And not only have I adjusted to a Czech lifestyle, but I've never actually lived in a city before - I've stuck strictly to the 'burbs up until now (Somerville and Medford in all their urban sprawl glory don't quite count for me since I've always lived right next to Tufts). Prague has not only come to define what I think of as the epitome of a European city; it's become the epitome of every city for me. Just as my NYU friends have been comparing everything to "The City" all semester, I'm going to come back and see everything in the shadow of dear Praha.

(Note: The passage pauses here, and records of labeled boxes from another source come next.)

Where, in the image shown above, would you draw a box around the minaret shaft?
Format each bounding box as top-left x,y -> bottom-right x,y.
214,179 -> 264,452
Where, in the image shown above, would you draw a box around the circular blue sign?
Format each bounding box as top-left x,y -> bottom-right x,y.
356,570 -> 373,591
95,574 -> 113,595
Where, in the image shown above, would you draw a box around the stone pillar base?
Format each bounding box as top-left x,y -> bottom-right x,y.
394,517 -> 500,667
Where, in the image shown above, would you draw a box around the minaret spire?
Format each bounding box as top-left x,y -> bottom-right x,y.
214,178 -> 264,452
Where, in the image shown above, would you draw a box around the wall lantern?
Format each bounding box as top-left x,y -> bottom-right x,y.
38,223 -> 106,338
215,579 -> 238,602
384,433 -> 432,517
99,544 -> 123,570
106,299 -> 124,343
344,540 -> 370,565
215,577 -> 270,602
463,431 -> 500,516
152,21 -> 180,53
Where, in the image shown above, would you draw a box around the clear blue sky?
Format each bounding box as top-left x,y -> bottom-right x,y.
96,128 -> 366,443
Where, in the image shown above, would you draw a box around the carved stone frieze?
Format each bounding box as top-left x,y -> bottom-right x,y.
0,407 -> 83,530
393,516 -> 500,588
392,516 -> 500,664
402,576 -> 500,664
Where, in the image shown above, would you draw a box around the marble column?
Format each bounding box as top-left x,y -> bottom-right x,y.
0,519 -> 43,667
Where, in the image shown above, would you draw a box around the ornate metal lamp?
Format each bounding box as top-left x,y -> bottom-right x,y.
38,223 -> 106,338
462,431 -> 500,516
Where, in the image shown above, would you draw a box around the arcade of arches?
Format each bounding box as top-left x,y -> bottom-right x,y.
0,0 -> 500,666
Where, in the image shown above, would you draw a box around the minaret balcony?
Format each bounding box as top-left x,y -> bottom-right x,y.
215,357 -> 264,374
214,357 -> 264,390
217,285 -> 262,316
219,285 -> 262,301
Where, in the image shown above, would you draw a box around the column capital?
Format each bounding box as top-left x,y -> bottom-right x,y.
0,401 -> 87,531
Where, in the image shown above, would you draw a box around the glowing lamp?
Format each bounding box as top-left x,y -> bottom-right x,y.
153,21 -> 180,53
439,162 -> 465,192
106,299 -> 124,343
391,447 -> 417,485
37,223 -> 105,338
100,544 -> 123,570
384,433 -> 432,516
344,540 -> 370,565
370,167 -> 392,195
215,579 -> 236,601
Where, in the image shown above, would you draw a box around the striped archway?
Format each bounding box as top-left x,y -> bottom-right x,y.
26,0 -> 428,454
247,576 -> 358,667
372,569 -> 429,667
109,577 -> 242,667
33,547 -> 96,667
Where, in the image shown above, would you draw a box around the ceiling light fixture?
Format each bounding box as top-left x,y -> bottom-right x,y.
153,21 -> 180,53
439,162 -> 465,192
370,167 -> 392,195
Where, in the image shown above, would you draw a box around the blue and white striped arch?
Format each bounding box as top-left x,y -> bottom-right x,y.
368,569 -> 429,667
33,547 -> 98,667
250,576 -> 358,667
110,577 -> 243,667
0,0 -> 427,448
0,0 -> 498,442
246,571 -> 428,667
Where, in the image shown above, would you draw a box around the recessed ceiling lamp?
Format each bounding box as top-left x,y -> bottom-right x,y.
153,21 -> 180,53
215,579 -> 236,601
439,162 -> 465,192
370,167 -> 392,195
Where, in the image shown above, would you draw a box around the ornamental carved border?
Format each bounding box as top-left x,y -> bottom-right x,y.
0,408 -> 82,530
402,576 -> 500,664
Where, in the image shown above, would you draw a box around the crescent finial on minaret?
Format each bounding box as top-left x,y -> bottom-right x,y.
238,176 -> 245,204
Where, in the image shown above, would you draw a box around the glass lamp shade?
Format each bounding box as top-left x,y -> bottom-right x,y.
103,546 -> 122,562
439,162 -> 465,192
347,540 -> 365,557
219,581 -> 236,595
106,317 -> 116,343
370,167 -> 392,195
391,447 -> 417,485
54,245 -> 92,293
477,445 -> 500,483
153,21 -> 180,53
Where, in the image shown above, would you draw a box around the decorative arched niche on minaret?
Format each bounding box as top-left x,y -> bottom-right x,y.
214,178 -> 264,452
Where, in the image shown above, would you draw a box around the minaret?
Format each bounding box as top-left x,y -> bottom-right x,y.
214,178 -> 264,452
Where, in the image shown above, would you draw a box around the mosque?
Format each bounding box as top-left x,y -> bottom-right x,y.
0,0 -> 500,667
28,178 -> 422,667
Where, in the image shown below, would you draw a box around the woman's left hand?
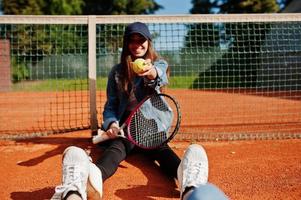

I can't believe all the things I've seen and done in four months. If you had told me a year ago at this time that I would be writing to you from the Czech Republic, and that by the time I returned I'd have visited seven countries and a dozen cities, I would have laughed. It seems even more surreal to think that we shared mulled wine in the Christmas Markets in Vienna, walked together through Gaudi's cathedral in Barcelona, and crossed Prague's Charles Bridge arm in arm.

All in all, I think it's going to make our slushy mid-February walks through Davis infinitely more interesting.

I had read texts by Kafka on Prague before coming here, where he called his birthplace "a dear little mother with claws." Perhaps his relationship with the city was a bit darker than my own, but I still understand what he meant. I return home happy with the thought that I'll be back someday soon, and in the meantime I'll proudly show off the claw-marks left behind.

Love,

Kate

Bridget Reddington and Kate Peck are juniors majoring in English.